Wie kaputt machen Online-Pornos?
Haarsträubend. So umreißt Karolina Leppert die Umgangsformen ihrer Kunden. Leppert ist Domina in Berlin und empört sich. Kein Benehmen mehr, die Herren. Ungefragt duzen, frech sein und dabei immer schrägere Fetische haben. Die Freier von heute wären grob, selbstherrlich und kommen mit Bildern im Kopf, die sie sich durch Internetpornografie angeeignet hätten. Sie kommen mit Sätzen wie diesen: "Du bist eine Schlampe, du machst, was ich sag’". Die Frauen würden zunehmend zur Ware, die man als Gesamtpaket kaufen könne, O-Ton: "Wie viel kosten Sie?"

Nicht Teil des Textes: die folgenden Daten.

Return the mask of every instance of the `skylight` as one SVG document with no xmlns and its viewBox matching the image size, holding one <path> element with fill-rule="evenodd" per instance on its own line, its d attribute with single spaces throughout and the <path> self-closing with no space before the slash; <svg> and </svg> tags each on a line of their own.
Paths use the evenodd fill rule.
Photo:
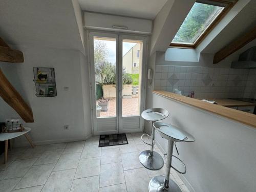
<svg viewBox="0 0 256 192">
<path fill-rule="evenodd" d="M 227 5 L 212 1 L 196 2 L 172 41 L 171 46 L 193 47 L 223 12 Z M 214 3 L 209 3 L 214 2 Z"/>
</svg>

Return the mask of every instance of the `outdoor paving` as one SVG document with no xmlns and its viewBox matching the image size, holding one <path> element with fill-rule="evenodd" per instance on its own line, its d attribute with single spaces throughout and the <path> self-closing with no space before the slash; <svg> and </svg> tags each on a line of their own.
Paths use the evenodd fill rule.
<svg viewBox="0 0 256 192">
<path fill-rule="evenodd" d="M 139 115 L 138 106 L 139 105 L 139 97 L 133 96 L 131 98 L 123 98 L 122 105 L 123 116 L 137 115 Z M 116 98 L 109 98 L 109 110 L 107 112 L 100 112 L 100 117 L 115 117 L 116 116 Z"/>
</svg>

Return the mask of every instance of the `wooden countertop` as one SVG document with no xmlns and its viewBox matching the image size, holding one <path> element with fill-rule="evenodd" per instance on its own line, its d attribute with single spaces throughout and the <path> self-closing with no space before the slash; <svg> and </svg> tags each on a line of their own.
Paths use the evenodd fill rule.
<svg viewBox="0 0 256 192">
<path fill-rule="evenodd" d="M 256 129 L 256 115 L 243 112 L 232 108 L 226 108 L 219 104 L 209 103 L 198 99 L 178 95 L 165 91 L 153 91 L 153 93 L 178 102 L 207 111 Z"/>
<path fill-rule="evenodd" d="M 219 105 L 231 108 L 232 106 L 256 106 L 256 103 L 250 103 L 242 101 L 238 101 L 231 99 L 206 99 L 208 101 L 215 101 Z"/>
</svg>

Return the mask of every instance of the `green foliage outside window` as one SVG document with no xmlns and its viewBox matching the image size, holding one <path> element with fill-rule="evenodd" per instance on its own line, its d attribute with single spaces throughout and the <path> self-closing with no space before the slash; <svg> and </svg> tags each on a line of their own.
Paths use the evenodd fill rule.
<svg viewBox="0 0 256 192">
<path fill-rule="evenodd" d="M 196 3 L 172 42 L 194 43 L 222 7 Z"/>
</svg>

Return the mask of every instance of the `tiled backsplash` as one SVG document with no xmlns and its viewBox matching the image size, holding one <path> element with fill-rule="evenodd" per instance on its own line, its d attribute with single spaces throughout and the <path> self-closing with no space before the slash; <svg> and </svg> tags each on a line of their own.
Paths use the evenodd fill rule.
<svg viewBox="0 0 256 192">
<path fill-rule="evenodd" d="M 249 71 L 244 96 L 256 99 L 256 69 Z"/>
<path fill-rule="evenodd" d="M 256 90 L 254 69 L 157 65 L 154 79 L 155 90 L 194 91 L 196 98 L 251 98 Z"/>
</svg>

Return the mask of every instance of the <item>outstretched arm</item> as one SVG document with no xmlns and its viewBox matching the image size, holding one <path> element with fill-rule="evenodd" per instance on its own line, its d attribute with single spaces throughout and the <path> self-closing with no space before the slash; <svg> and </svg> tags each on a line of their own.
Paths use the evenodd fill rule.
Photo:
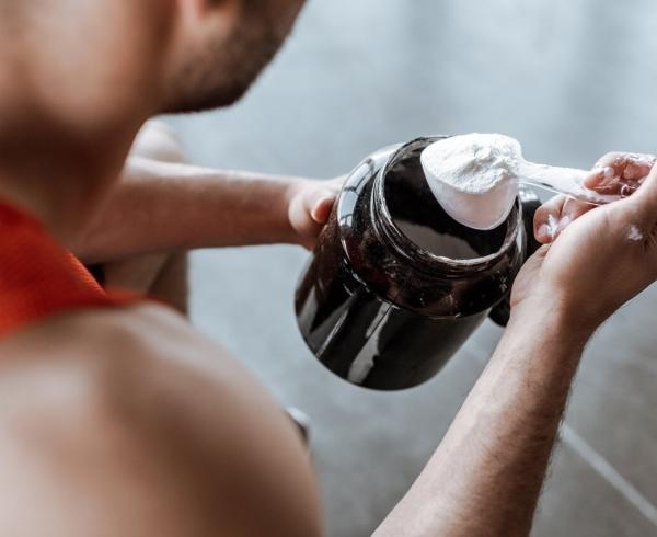
<svg viewBox="0 0 657 537">
<path fill-rule="evenodd" d="M 311 245 L 339 184 L 134 157 L 74 252 L 87 262 L 195 248 Z"/>
<path fill-rule="evenodd" d="M 342 184 L 210 170 L 184 160 L 173 129 L 148 122 L 122 181 L 72 250 L 87 262 L 99 262 L 191 248 L 311 247 Z"/>
<path fill-rule="evenodd" d="M 527 305 L 376 535 L 528 535 L 585 341 L 558 304 Z"/>
<path fill-rule="evenodd" d="M 523 266 L 488 366 L 376 536 L 529 534 L 586 341 L 657 278 L 657 167 L 642 183 L 604 207 L 564 215 L 556 198 L 537 213 L 539 230 L 561 210 L 558 237 Z"/>
</svg>

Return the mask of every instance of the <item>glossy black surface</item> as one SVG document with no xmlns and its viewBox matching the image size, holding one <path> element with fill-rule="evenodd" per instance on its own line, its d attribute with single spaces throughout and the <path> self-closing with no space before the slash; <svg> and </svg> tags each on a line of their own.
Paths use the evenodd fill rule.
<svg viewBox="0 0 657 537">
<path fill-rule="evenodd" d="M 374 155 L 351 173 L 297 289 L 299 328 L 315 356 L 368 388 L 433 377 L 504 298 L 522 261 L 518 205 L 487 232 L 440 208 L 418 163 L 430 141 Z M 422 226 L 434 251 L 406 237 L 402 222 Z M 482 259 L 445 259 L 454 239 Z"/>
</svg>

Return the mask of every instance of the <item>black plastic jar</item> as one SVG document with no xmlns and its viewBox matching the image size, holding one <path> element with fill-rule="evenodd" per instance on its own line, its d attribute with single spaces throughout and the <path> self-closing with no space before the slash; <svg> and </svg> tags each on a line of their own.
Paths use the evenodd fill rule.
<svg viewBox="0 0 657 537">
<path fill-rule="evenodd" d="M 395 390 L 431 378 L 508 297 L 525 260 L 520 199 L 491 231 L 458 224 L 437 203 L 419 155 L 438 139 L 382 149 L 360 163 L 301 275 L 301 334 L 353 384 Z M 527 194 L 526 202 L 532 212 L 539 205 Z M 498 308 L 496 320 L 506 311 Z"/>
</svg>

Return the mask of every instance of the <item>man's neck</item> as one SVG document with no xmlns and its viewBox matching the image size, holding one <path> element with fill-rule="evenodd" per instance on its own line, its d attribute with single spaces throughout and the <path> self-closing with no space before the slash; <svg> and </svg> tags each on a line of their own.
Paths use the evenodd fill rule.
<svg viewBox="0 0 657 537">
<path fill-rule="evenodd" d="M 74 243 L 119 176 L 141 121 L 72 132 L 44 115 L 8 113 L 0 128 L 0 198 Z"/>
</svg>

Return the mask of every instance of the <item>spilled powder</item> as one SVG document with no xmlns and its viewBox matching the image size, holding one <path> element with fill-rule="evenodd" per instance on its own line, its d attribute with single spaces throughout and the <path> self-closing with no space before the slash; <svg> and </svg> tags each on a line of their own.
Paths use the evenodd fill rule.
<svg viewBox="0 0 657 537">
<path fill-rule="evenodd" d="M 627 228 L 627 239 L 634 242 L 638 242 L 639 240 L 644 239 L 644 236 L 641 232 L 641 229 L 638 229 L 634 224 L 632 224 Z"/>
<path fill-rule="evenodd" d="M 554 215 L 548 216 L 548 232 L 550 233 L 550 238 L 554 240 L 556 237 L 556 231 L 558 229 L 558 221 Z"/>
</svg>

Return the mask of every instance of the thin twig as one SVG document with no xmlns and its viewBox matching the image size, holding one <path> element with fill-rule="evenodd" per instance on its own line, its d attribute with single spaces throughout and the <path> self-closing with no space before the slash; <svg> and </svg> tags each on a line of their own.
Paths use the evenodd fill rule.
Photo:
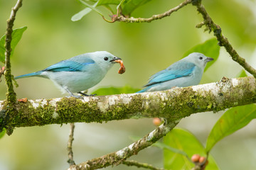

Das geht gar nicht, moniert auch Lepperts Kollegin Mariella, Sexarbeiterin aus Wien. Prostituierte seien Frauen, die eine Dienstleistung anbieten, die Männer kaufen können. Aber nicht die Frau, die sich anböte. Frauen seien keine Ware.
Porno stumpft ab
Auch wenn es sich hier um einen spezifischen Ausschnitt des Zwischenmenschlichen handelt, stellt sich die Frage: Werden die Männer durch Internetpornografie versaut? Leppert ist davon überzeugt: "Der zu frühe und zu früh verfügbare Pornogebrauch durch das Internet verfälscht den Blick für die Realität und stumpft ab." Aus wissenschaftlicher Sicht lässt sich die individuelle Wirkung von Pornokonsum auf Männer nicht verallgemeinern und hängt von der Persönlichkeit sowie der Sozialisierung ab. Zudem gilt: Die Dosis macht das Gift.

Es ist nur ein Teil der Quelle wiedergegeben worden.